LASA’s submission to the Taskforce makes 23 recommendations, including that:
- The Australian Government commit to a national process of planning and monitoring the aged care workforce.
- The Aged Care Industry Reference Committee (IRC) auspices the development of an Aged Care Training and Capability Framework. The Framework should specify the curriculum content for people training to enter the workforce and address continuing professional education.
- The Taskforce’s recommendations should focus on quality of outcomes for older Australians, (and not the quantity of staffing levels)
- The Taskforce makes recommendation on role design, pay scale design, training and attraction/retention approaches linked to the Capability Framework, noting the need for the Federal Government to consider how best to ensure the sector is adequately resourced to attract, reward, retain and develop a high-performing workforce, and how these costs are shared between the Government and consumers.

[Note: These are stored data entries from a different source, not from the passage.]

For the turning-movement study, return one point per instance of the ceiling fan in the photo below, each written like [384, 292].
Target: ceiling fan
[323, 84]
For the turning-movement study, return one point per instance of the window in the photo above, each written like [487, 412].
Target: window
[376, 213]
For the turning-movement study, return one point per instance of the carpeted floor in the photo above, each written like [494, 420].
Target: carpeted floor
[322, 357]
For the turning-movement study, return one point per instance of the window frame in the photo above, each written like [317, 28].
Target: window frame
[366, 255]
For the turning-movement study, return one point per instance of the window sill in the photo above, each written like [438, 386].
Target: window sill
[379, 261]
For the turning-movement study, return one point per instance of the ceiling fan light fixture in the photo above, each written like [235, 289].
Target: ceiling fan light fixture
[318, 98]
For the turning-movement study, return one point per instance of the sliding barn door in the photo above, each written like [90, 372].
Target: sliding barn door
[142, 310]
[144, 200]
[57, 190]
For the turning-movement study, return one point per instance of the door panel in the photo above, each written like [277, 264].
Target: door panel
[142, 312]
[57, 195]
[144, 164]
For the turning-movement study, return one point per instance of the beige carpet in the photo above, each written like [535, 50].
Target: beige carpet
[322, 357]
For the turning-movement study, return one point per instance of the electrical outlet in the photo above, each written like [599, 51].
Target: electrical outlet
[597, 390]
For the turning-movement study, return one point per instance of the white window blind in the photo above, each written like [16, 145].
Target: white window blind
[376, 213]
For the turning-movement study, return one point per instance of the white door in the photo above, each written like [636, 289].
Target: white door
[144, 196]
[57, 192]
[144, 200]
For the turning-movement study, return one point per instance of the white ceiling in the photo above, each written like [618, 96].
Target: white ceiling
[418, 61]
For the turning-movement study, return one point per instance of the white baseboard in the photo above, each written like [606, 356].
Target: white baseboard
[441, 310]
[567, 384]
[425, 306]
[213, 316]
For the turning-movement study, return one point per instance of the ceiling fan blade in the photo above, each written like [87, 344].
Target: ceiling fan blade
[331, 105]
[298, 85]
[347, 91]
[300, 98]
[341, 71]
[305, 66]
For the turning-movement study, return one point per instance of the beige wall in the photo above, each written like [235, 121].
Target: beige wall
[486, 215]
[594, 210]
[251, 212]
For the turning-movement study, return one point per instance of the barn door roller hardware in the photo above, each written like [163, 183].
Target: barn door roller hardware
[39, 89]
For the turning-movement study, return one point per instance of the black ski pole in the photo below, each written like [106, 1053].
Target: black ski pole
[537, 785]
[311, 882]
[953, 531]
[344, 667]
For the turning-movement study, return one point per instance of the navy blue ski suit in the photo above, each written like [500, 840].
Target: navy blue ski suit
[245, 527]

Mr Rooney said that it is also good to acknowledge how aged care workers make a positive difference in the lives of older Australians, every day.
“Twenty-four hours a day, seven days week, year in year out, around 350,000 staff, in over 3,000 residential care, home care and home support organisations, deliver care, support, services and accommodation to over 1.3million older Australians. This is something our industry is immensely proud of and something our nation is very grateful for,” Mr Rooney said.
“Anything we can do to better enable, develop and grow our aged care workforce is a worthwhile investment as aged care workers also support social cohesion and add to the social capital of the communities in which they serve.”
The taskforce is expected to complete its work by 30 June this year.